China Road and Bridge Corporation's operated railway allegedly discriminating Kenyans
“Exclusive: Behind the SGR walls”
The Standard Gauge Railway has made the journey from Kenya's Capital Nairobi to the port City of Mombasa easier. The tugging of the locomotive engine cutting across the Tsavo wilderness to finally descend towards the Indian Ocean is a thing to marvel at. The coaches are almost always spotless, smiling staff willing you on board. To an outsider, the Chinese crew on board cuts the image of a humble servant, ready to please. They will hardly say a word whenever top government officials convene press conferences in their presence to celebrate another of their milestones. Investigations by The Sunday Standard have found a huge contrast between what happens when in public glare and what really goes on beneath the shiny surface when the Chinese- masters of the SGR- retire to their apartments and restaurant. Interviews with many of those working within the trains reveal that there exists an unwritten rule on the things that Kenyans can share with their Chinese masters.

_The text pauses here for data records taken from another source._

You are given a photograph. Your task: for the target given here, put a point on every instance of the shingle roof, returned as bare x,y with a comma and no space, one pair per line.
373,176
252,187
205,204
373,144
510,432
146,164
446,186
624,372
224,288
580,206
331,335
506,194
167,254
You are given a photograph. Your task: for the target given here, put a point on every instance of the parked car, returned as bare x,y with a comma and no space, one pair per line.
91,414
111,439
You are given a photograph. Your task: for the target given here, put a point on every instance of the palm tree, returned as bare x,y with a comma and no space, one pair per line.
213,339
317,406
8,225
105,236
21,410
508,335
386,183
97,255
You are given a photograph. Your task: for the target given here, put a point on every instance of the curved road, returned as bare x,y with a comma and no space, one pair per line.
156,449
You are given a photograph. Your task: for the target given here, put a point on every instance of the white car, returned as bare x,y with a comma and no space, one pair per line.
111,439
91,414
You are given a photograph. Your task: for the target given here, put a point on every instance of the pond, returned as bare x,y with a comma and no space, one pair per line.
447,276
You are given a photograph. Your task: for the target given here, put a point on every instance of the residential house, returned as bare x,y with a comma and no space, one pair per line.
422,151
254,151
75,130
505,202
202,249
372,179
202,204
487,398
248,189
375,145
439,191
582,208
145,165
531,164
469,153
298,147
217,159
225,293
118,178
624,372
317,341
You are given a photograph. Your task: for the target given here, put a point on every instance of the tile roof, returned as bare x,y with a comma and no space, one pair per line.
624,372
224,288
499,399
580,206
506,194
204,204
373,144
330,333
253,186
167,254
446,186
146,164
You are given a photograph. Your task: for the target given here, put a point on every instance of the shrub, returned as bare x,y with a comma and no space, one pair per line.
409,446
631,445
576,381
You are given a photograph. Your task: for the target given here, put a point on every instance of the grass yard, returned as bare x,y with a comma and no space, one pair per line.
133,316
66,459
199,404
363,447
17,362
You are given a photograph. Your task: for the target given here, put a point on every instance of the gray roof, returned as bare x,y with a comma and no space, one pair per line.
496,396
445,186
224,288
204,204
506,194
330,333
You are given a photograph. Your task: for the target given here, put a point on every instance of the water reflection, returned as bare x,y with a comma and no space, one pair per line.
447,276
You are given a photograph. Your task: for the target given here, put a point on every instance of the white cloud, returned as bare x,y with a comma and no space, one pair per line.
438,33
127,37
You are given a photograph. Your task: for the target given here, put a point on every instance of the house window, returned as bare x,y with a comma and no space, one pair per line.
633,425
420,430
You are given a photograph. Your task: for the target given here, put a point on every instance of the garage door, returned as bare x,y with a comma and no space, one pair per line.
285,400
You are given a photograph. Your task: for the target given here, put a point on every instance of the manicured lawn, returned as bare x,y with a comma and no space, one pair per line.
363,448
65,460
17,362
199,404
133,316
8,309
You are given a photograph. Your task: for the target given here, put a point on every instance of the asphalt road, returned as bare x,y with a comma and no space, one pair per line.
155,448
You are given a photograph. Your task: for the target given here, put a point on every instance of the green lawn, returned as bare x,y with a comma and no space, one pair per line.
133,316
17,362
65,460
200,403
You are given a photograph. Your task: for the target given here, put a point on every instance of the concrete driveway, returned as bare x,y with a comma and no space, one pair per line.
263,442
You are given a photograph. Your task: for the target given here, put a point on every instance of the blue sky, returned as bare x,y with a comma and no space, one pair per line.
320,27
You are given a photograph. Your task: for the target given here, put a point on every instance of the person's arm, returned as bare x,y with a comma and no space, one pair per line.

For a start, they do not share tables at their staff restaurant. Though, it is not printed in black and white, Chinese staff would never sit on the same table with Kenyans and Kenyans are not expected to join their tables either. “Racism is so real here. There is an unwritten rule of where you need to sit. You cannot just join the Chinese table,” an assistant locomotive driver said. He said that this divide runs to the staff vans as well where even if it only one Chinese on board, Kenyans will not use them when time for drop offs come. “You cannot board a van that drops us in the evening even if there's only one Chinese on board. You will have to wait,” he said.
More excesses are allowed on the freight trains where there is little visibility. Chinese staff are allowed excesses such as smoking while in the locomotive and use of mobile phones, crimes that will get their Kenyan counterparts fired.